8年前の『Kuma Power Hour with Utada Hikaru』でヒカルがシアトルのソウルデュオTheesatisfactionを紹介した時に
『自由の国アメリカ」とはいえ、女性で、黒人で、レズビアンでっていったら、もうすごいよね。「どんだけマイノリティやねん!」みたいな。』
https://tower.jp/article/feature_item/2014/03/17/0704
とコメントしていたが、シスター・ロゼッタはアメリカ人で、女性で、黒人で、バイ・セクシャル或いはパン・セクシャルで、更にギタリストでロックンロールなゴスペル歌手というマイノリティの極みみたいな人だったようだ。しかも1938年、昭和13年のデビューなんだと。古い! Theesatisfactionはなんだかんだで21世紀のアーティストだが、戦前デビューの歌手でこの属性満載ぶりでは当時一体どんな逆風が吹いていたのやら。そんな彼女がマヘリア・ジャクソン(こちらも『Kuma Power Hour with Utada Hikaru』で紹介されていた → https://tower.jp/article/feature_item/2014/03/17/0702 ヒカルが歌をコピーしたという偉大なゴスペル歌手だ)がブレイクするまでは唯一といっていいレコードが売れたゴスペル歌手だったというのだからいやはや時代は混沌としていたんだろうな。例えば英国だと当時は同性愛者は犯罪者だったというしなぁ。なにもかもがとても凄い。

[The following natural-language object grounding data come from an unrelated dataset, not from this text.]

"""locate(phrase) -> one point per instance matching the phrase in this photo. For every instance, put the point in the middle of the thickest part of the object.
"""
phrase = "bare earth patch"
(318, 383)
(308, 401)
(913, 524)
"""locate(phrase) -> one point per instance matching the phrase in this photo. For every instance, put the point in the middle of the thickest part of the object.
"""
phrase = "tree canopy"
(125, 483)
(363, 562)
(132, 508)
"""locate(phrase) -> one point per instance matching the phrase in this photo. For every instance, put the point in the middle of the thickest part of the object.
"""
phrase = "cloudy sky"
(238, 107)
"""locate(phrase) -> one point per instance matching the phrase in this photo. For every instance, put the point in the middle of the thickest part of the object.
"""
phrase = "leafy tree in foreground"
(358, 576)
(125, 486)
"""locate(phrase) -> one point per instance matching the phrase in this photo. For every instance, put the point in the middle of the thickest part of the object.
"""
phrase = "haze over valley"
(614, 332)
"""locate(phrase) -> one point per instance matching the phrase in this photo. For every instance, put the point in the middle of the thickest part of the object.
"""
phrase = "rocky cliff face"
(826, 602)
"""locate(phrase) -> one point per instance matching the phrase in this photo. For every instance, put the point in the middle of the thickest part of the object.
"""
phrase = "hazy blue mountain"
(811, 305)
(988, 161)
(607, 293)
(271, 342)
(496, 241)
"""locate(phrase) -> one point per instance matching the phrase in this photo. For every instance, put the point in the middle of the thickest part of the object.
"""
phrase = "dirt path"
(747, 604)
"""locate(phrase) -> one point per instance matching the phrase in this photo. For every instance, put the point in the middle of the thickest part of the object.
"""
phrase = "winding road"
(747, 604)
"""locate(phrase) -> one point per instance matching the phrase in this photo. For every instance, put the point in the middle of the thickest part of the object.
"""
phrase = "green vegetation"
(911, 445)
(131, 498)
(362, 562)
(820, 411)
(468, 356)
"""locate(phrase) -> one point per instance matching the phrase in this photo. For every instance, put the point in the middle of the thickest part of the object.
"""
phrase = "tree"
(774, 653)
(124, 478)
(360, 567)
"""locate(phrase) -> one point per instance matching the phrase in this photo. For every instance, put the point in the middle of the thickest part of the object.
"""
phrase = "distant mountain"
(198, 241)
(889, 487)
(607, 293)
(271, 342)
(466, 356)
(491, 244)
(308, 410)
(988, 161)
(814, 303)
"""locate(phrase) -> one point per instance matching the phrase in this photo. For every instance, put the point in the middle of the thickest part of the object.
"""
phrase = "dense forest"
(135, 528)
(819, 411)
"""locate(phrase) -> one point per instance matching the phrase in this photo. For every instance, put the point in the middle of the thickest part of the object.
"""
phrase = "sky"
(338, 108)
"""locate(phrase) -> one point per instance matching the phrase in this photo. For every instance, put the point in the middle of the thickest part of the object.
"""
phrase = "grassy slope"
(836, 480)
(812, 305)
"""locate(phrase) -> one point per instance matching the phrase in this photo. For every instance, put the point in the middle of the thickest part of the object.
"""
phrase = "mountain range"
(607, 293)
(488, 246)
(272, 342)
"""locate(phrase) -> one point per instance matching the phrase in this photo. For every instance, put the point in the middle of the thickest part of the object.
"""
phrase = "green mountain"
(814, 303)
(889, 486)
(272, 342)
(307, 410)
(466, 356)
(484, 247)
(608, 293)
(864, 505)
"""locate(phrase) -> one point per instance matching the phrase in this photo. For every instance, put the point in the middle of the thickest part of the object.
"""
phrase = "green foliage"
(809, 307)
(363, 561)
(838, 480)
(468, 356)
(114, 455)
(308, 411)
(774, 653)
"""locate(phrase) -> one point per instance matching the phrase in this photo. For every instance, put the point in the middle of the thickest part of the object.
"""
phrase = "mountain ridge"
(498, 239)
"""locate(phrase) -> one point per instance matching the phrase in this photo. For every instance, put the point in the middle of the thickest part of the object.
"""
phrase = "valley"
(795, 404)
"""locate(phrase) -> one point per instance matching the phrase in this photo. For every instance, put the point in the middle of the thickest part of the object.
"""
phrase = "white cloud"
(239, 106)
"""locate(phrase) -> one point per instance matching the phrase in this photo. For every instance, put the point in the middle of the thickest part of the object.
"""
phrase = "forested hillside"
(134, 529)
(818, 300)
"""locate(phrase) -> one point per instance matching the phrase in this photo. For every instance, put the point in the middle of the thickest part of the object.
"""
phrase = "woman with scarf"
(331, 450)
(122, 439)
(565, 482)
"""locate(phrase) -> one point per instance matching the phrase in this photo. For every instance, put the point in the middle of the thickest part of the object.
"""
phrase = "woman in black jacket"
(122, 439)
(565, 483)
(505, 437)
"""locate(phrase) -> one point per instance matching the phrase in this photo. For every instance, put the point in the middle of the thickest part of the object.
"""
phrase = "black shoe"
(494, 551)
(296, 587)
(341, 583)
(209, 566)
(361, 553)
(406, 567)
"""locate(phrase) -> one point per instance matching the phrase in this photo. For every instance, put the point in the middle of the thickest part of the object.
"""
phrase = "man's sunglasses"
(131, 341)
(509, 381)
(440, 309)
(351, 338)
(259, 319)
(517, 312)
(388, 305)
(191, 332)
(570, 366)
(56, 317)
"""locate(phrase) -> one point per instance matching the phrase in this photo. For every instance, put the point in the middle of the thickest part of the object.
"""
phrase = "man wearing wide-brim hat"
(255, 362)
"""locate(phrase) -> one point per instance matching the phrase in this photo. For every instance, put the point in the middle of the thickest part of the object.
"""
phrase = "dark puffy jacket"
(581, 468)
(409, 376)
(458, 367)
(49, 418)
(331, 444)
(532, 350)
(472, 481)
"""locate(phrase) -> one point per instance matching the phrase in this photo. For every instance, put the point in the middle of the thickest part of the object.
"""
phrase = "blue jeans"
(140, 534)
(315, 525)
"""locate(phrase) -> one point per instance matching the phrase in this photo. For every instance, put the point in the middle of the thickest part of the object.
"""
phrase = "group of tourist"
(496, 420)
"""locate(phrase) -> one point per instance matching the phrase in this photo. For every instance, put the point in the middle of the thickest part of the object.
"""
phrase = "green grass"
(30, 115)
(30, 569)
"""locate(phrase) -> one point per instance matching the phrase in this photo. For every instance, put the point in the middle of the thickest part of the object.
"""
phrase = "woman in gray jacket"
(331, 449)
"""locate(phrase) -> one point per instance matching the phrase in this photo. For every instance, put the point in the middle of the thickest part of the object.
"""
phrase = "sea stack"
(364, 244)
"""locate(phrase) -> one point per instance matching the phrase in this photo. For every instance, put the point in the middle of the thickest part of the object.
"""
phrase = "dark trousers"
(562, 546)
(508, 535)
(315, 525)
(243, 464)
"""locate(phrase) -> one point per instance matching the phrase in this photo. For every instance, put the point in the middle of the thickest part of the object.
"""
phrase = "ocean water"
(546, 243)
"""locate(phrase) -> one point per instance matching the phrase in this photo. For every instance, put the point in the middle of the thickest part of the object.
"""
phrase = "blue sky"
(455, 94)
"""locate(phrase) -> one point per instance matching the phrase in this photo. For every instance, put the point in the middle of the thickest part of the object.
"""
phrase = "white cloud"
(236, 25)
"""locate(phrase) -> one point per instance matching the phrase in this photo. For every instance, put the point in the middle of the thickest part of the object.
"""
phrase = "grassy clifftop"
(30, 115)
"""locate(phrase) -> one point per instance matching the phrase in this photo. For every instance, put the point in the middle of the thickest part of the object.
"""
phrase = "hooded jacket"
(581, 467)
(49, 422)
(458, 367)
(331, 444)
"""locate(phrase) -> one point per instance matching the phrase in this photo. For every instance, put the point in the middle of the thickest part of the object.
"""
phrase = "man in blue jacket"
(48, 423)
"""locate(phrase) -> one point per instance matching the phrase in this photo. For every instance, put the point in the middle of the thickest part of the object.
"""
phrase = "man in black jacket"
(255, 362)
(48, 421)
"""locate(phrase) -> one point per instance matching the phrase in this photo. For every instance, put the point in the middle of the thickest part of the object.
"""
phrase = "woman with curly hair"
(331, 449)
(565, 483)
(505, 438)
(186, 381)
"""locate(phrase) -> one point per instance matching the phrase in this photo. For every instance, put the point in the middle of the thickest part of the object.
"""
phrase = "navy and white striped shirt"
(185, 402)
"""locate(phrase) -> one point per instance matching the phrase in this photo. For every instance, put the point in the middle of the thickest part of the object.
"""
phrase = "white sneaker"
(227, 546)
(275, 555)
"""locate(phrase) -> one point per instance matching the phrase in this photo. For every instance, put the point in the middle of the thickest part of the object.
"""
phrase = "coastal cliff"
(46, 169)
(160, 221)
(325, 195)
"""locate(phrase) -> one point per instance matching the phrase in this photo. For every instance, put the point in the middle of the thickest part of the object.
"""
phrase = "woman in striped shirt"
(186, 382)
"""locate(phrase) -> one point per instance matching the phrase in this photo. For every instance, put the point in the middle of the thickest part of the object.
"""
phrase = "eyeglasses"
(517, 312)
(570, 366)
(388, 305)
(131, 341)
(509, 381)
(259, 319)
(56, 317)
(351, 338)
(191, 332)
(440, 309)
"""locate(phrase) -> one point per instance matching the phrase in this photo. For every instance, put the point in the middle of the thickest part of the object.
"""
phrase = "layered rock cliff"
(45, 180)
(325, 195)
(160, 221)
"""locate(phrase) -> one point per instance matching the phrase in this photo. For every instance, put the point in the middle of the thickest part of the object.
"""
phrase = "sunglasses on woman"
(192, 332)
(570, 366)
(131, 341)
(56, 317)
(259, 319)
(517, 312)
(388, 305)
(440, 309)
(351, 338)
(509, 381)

昨年“Black Lives Matter”ムーブメントの発端となった例の事件の評決が先刻下ったようだが、まだまだ現実には21世紀になった今でも黒人はマイノリティとして差別を受けている。LGBTQ…への認知も高まっているとえこちらもまだまだ道半ばだ。それを考えると、80年前に女性として黒人としてクィアとしてロックンロールギタリストとして(女性で黒人で、は現代でもすごく珍しい)力強く前に進んでいたシスター・ロゼッタとは一体どんな人だったのかと興味が湧くのだが、彼女の再評価は2017〜2018年のロックンロール・ホール・オブ・フェイムへの殿堂入りを切っ掛けとしたもので、まだまだ始まったばかりらしく記事や資料がかなり少ない。若き日のエルヴィス・プレスリーが憧れた話でといい、少年のリトル・リチャードをステージに上げたエピソードといい、かのチャック・ベリーが「俺なんてシスターの猿真似でしかない」とまで言ったというそのとんでもない先駆者性が、今の今まであたしが知らない程度の(それを基準にするのも傲慢極まりないけれど)認知しか得られていなかったというのだから、色々と想像が膨らんでしまうのだけれども、将来彼女がエルヴィス並の知名度になった暁には、漸く、女性も、黒人も、性的多様性も、まともな市民権/人権を得られた事になるんだと思うので、(私には珍しく)シスター・ロゼッタには有名になって欲しいなぁと願わずにはいられないのだった。人類の進歩の象徴だわ。
そんなお勉強的な歴史的な事情は全部置いたとしてもシスター・ロゼッタ! 歌が抜群に上手い! ギターソロがカッコイイ! 何よりリズムセンスがロックンロール!!! バックストーリー抜きで、シンプルに聴いてて楽しい人です。嗚呼、途端に惚れちまったぜ。